Where did Rana Station Come From?
Its setting, Rana Station, is almost a character in its own right. That’s partially because of the culture, partially because of the communities, and partially because of the incessant need to grow food everywhere possible.
I chose the classic Stanford Torus as the basis for my design, but–like many sf authors–I’ve adapted it.
For one thing, there isn’t a single torus on Rana, but rather a series of eight tori, counter-rotating for better balance and stability, and linked by a long central “Hub,” kind of like an axle linking the eight habitat wheels. For another, the tori are bigger, based on tech first extrapolated for a Bishop Ring.
I have tried numerous times and in numerous ways to visualize for myself how Rana would look on approach. The best way I’ve managed so far to approximate an exterior view is a “quick & dirty” extrapolation in Adobe Illustrator, using a PNG of a bicycle wheel with a transparent background.

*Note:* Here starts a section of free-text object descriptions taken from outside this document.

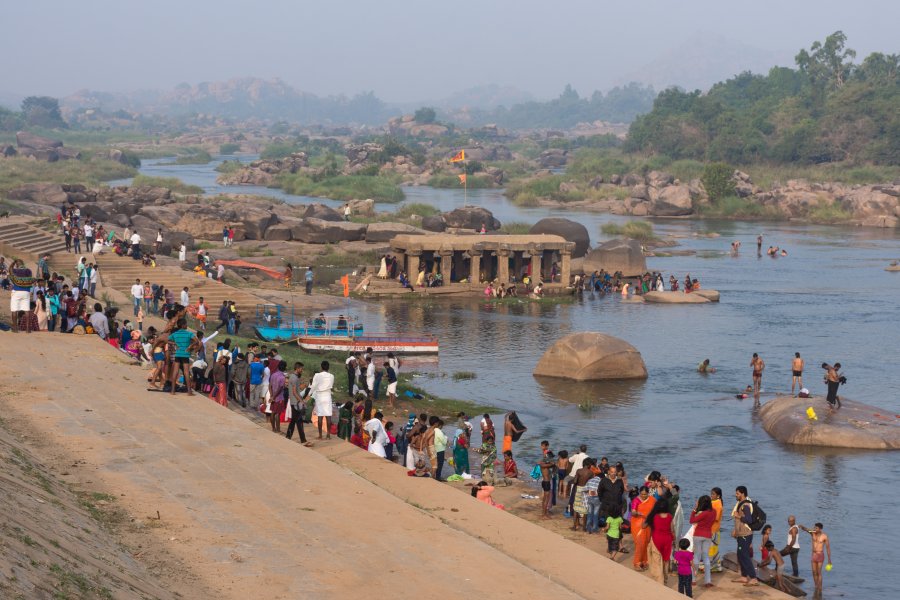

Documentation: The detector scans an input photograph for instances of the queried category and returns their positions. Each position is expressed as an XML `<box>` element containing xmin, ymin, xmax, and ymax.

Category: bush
<box><xmin>0</xmin><ymin>157</ymin><xmax>136</xmax><ymax>192</ymax></box>
<box><xmin>260</xmin><ymin>142</ymin><xmax>299</xmax><ymax>160</ymax></box>
<box><xmin>414</xmin><ymin>107</ymin><xmax>437</xmax><ymax>124</ymax></box>
<box><xmin>131</xmin><ymin>175</ymin><xmax>203</xmax><ymax>195</ymax></box>
<box><xmin>696</xmin><ymin>196</ymin><xmax>784</xmax><ymax>220</ymax></box>
<box><xmin>219</xmin><ymin>142</ymin><xmax>240</xmax><ymax>155</ymax></box>
<box><xmin>278</xmin><ymin>174</ymin><xmax>404</xmax><ymax>203</ymax></box>
<box><xmin>171</xmin><ymin>150</ymin><xmax>212</xmax><ymax>165</ymax></box>
<box><xmin>427</xmin><ymin>174</ymin><xmax>492</xmax><ymax>189</ymax></box>
<box><xmin>701</xmin><ymin>162</ymin><xmax>736</xmax><ymax>201</ymax></box>
<box><xmin>498</xmin><ymin>221</ymin><xmax>533</xmax><ymax>234</ymax></box>
<box><xmin>808</xmin><ymin>201</ymin><xmax>853</xmax><ymax>223</ymax></box>
<box><xmin>395</xmin><ymin>203</ymin><xmax>440</xmax><ymax>219</ymax></box>
<box><xmin>600</xmin><ymin>221</ymin><xmax>656</xmax><ymax>241</ymax></box>
<box><xmin>215</xmin><ymin>159</ymin><xmax>243</xmax><ymax>174</ymax></box>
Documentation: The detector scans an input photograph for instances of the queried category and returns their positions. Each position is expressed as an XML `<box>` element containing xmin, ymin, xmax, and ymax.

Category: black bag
<box><xmin>741</xmin><ymin>500</ymin><xmax>767</xmax><ymax>531</ymax></box>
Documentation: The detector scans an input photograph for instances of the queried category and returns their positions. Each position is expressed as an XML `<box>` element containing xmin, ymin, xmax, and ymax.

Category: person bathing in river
<box><xmin>800</xmin><ymin>523</ymin><xmax>832</xmax><ymax>596</ymax></box>
<box><xmin>750</xmin><ymin>353</ymin><xmax>765</xmax><ymax>403</ymax></box>
<box><xmin>697</xmin><ymin>358</ymin><xmax>716</xmax><ymax>373</ymax></box>
<box><xmin>502</xmin><ymin>411</ymin><xmax>526</xmax><ymax>454</ymax></box>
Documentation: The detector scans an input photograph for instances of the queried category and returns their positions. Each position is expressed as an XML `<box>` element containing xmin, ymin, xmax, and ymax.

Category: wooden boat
<box><xmin>253</xmin><ymin>304</ymin><xmax>363</xmax><ymax>343</ymax></box>
<box><xmin>297</xmin><ymin>333</ymin><xmax>439</xmax><ymax>354</ymax></box>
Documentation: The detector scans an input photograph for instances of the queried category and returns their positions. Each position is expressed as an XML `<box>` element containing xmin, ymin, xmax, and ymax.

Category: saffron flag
<box><xmin>341</xmin><ymin>274</ymin><xmax>350</xmax><ymax>297</ymax></box>
<box><xmin>458</xmin><ymin>174</ymin><xmax>467</xmax><ymax>185</ymax></box>
<box><xmin>449</xmin><ymin>150</ymin><xmax>465</xmax><ymax>162</ymax></box>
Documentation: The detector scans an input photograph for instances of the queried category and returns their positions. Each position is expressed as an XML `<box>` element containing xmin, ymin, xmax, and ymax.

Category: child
<box><xmin>763</xmin><ymin>541</ymin><xmax>788</xmax><ymax>592</ymax></box>
<box><xmin>384</xmin><ymin>421</ymin><xmax>396</xmax><ymax>460</ymax></box>
<box><xmin>674</xmin><ymin>538</ymin><xmax>694</xmax><ymax>597</ymax></box>
<box><xmin>601</xmin><ymin>504</ymin><xmax>624</xmax><ymax>560</ymax></box>
<box><xmin>502</xmin><ymin>450</ymin><xmax>519</xmax><ymax>484</ymax></box>
<box><xmin>736</xmin><ymin>385</ymin><xmax>753</xmax><ymax>399</ymax></box>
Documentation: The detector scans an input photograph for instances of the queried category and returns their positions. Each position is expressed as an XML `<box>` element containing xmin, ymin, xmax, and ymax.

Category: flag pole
<box><xmin>463</xmin><ymin>158</ymin><xmax>468</xmax><ymax>207</ymax></box>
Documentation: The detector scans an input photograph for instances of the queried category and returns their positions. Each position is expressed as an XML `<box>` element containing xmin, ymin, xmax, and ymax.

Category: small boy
<box><xmin>674</xmin><ymin>538</ymin><xmax>694</xmax><ymax>597</ymax></box>
<box><xmin>601</xmin><ymin>505</ymin><xmax>624</xmax><ymax>560</ymax></box>
<box><xmin>763</xmin><ymin>540</ymin><xmax>788</xmax><ymax>592</ymax></box>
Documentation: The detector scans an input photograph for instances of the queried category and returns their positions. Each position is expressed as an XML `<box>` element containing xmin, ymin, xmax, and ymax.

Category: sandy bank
<box><xmin>0</xmin><ymin>331</ymin><xmax>680</xmax><ymax>599</ymax></box>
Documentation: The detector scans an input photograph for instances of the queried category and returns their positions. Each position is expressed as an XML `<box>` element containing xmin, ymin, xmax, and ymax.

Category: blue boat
<box><xmin>253</xmin><ymin>304</ymin><xmax>363</xmax><ymax>342</ymax></box>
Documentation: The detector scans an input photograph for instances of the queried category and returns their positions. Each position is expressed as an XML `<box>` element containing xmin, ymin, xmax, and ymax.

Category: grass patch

It’s still not right, because it doesn’t recreate the space docks and the manufacturing structures. but if you think of the spokes as symbolic of all the elevators from various parts of the 1-G habitat to the Hub, it does give a general idea of what the “wheels” would kinda look like.
If you think this “wheel” structure looks familiar, that’s because it does. Ever since the Stanford Torus was introduced, it’s seemed to many the most earth-like, understandable, and workable of the space-colony habitat designs . . . at least, as far as movies and TV go.

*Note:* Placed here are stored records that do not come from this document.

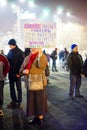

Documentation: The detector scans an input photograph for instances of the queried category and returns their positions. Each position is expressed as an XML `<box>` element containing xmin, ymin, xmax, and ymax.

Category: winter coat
<box><xmin>50</xmin><ymin>50</ymin><xmax>57</xmax><ymax>60</ymax></box>
<box><xmin>67</xmin><ymin>52</ymin><xmax>83</xmax><ymax>75</ymax></box>
<box><xmin>20</xmin><ymin>53</ymin><xmax>48</xmax><ymax>116</ymax></box>
<box><xmin>0</xmin><ymin>54</ymin><xmax>10</xmax><ymax>80</ymax></box>
<box><xmin>7</xmin><ymin>46</ymin><xmax>24</xmax><ymax>80</ymax></box>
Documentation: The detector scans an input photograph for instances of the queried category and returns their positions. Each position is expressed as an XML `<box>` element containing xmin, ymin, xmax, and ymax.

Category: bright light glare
<box><xmin>11</xmin><ymin>4</ymin><xmax>19</xmax><ymax>10</ymax></box>
<box><xmin>43</xmin><ymin>8</ymin><xmax>50</xmax><ymax>17</ymax></box>
<box><xmin>18</xmin><ymin>0</ymin><xmax>26</xmax><ymax>3</ymax></box>
<box><xmin>53</xmin><ymin>15</ymin><xmax>61</xmax><ymax>23</ymax></box>
<box><xmin>11</xmin><ymin>4</ymin><xmax>20</xmax><ymax>14</ymax></box>
<box><xmin>0</xmin><ymin>0</ymin><xmax>7</xmax><ymax>7</ymax></box>
<box><xmin>28</xmin><ymin>0</ymin><xmax>35</xmax><ymax>8</ymax></box>
<box><xmin>20</xmin><ymin>11</ymin><xmax>36</xmax><ymax>19</ymax></box>
<box><xmin>57</xmin><ymin>6</ymin><xmax>64</xmax><ymax>15</ymax></box>
<box><xmin>66</xmin><ymin>12</ymin><xmax>71</xmax><ymax>17</ymax></box>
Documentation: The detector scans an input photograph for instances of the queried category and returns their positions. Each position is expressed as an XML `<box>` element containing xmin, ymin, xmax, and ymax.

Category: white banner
<box><xmin>24</xmin><ymin>23</ymin><xmax>56</xmax><ymax>48</ymax></box>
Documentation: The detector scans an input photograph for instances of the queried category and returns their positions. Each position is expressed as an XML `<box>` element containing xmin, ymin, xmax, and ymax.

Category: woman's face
<box><xmin>31</xmin><ymin>48</ymin><xmax>42</xmax><ymax>54</ymax></box>
<box><xmin>31</xmin><ymin>48</ymin><xmax>38</xmax><ymax>54</ymax></box>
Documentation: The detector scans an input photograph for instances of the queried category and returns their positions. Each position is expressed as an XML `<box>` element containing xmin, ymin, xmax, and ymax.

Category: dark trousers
<box><xmin>52</xmin><ymin>59</ymin><xmax>57</xmax><ymax>71</ymax></box>
<box><xmin>69</xmin><ymin>74</ymin><xmax>81</xmax><ymax>96</ymax></box>
<box><xmin>9</xmin><ymin>78</ymin><xmax>22</xmax><ymax>104</ymax></box>
<box><xmin>0</xmin><ymin>81</ymin><xmax>4</xmax><ymax>109</ymax></box>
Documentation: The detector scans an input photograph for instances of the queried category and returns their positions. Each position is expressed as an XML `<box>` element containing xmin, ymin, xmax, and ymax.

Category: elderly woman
<box><xmin>20</xmin><ymin>48</ymin><xmax>48</xmax><ymax>127</ymax></box>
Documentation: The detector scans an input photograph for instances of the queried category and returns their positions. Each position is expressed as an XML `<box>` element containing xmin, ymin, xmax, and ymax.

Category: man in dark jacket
<box><xmin>67</xmin><ymin>44</ymin><xmax>84</xmax><ymax>99</ymax></box>
<box><xmin>50</xmin><ymin>48</ymin><xmax>58</xmax><ymax>72</ymax></box>
<box><xmin>7</xmin><ymin>39</ymin><xmax>24</xmax><ymax>108</ymax></box>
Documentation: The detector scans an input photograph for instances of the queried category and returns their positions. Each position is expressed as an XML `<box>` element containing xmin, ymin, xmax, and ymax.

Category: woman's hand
<box><xmin>22</xmin><ymin>69</ymin><xmax>29</xmax><ymax>75</ymax></box>
<box><xmin>16</xmin><ymin>74</ymin><xmax>20</xmax><ymax>78</ymax></box>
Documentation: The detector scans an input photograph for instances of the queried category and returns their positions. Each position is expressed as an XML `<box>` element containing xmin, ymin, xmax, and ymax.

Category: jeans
<box><xmin>69</xmin><ymin>74</ymin><xmax>81</xmax><ymax>96</ymax></box>
<box><xmin>9</xmin><ymin>78</ymin><xmax>22</xmax><ymax>104</ymax></box>
<box><xmin>52</xmin><ymin>59</ymin><xmax>57</xmax><ymax>71</ymax></box>
<box><xmin>0</xmin><ymin>81</ymin><xmax>4</xmax><ymax>109</ymax></box>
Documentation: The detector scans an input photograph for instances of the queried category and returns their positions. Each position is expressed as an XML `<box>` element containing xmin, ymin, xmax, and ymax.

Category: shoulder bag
<box><xmin>28</xmin><ymin>74</ymin><xmax>43</xmax><ymax>91</ymax></box>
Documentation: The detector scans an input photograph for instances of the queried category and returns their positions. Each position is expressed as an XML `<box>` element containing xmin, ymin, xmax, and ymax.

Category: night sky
<box><xmin>0</xmin><ymin>0</ymin><xmax>87</xmax><ymax>33</ymax></box>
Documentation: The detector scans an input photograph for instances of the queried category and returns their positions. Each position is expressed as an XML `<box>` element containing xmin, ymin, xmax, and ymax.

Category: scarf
<box><xmin>25</xmin><ymin>52</ymin><xmax>38</xmax><ymax>71</ymax></box>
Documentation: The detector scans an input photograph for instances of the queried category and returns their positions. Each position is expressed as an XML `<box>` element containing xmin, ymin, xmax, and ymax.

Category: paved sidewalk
<box><xmin>1</xmin><ymin>71</ymin><xmax>87</xmax><ymax>130</ymax></box>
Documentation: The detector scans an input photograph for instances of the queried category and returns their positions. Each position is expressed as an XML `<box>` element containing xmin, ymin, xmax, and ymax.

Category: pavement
<box><xmin>1</xmin><ymin>70</ymin><xmax>87</xmax><ymax>130</ymax></box>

We aren’t likely to be able to provide “artificial gravity” that works like magnetism and switches on or off, at least, not by using any laws of physics that we currently know. Therefore, the gravitation needs to be provided by centrifugal force, created by building rotating megastructures in space.
I’ve created several posts about space station designs that I considered and studied in the course of my “Space Station DIY” series, when I was trying to figure out what kind of space station design I would use for the setting.

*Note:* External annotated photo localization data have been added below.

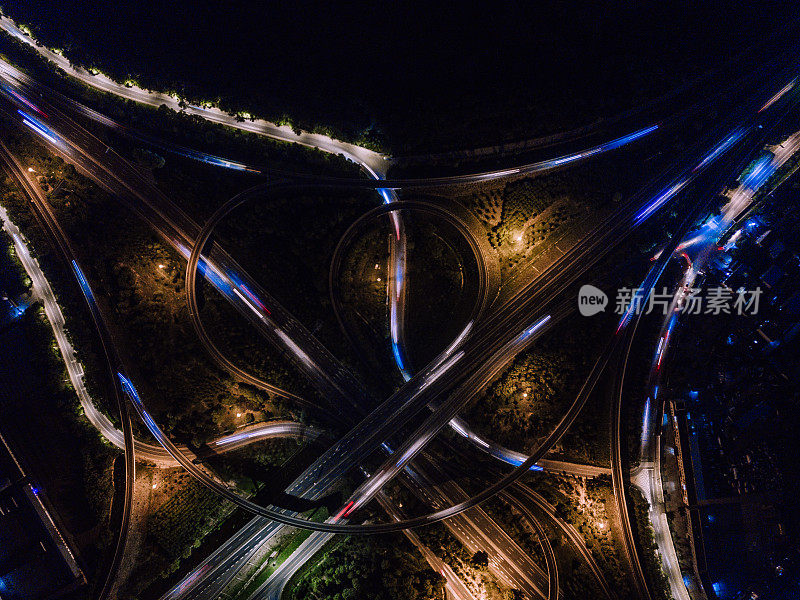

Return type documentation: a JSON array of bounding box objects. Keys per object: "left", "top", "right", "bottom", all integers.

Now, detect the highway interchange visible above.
[{"left": 0, "top": 15, "right": 799, "bottom": 600}]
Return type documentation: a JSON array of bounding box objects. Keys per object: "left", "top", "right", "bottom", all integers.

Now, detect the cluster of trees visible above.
[
  {"left": 415, "top": 523, "right": 515, "bottom": 599},
  {"left": 0, "top": 131, "right": 123, "bottom": 416},
  {"left": 1, "top": 5, "right": 387, "bottom": 151},
  {"left": 148, "top": 480, "right": 236, "bottom": 558},
  {"left": 289, "top": 536, "right": 445, "bottom": 600},
  {"left": 466, "top": 311, "right": 613, "bottom": 464},
  {"left": 203, "top": 190, "right": 375, "bottom": 375},
  {"left": 470, "top": 346, "right": 573, "bottom": 449},
  {"left": 630, "top": 487, "right": 672, "bottom": 600},
  {"left": 470, "top": 189, "right": 504, "bottom": 227},
  {"left": 499, "top": 180, "right": 554, "bottom": 231},
  {"left": 404, "top": 222, "right": 475, "bottom": 366},
  {"left": 485, "top": 167, "right": 621, "bottom": 253},
  {"left": 534, "top": 478, "right": 635, "bottom": 597},
  {"left": 0, "top": 230, "right": 30, "bottom": 296}
]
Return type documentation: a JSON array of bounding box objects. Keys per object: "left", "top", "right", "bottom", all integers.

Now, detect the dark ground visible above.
[{"left": 5, "top": 2, "right": 797, "bottom": 153}]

I considered space stations/colonies in general, Dyson structures, Bernal spheres, and O’Neill Cylinders. But the torus seemed to me the most likely to provide a reliable 1-G environment that was comprehensible to terrestrial human brains. I liked it better, and I got to be the decider because it’s my story.
I’m planning future posts about aspects of life inside those wheels, including a look at some of the maps and 3D elevations I’ve been creating as paper sculpture, to help me more realistically understand, develop and describe the settings inside this world I’m creating. Stay tuned.
To my chagrin, I can’t relocate the source of the PNG image I used to create my “quick & dirty” Rana Station visualization. I apologize!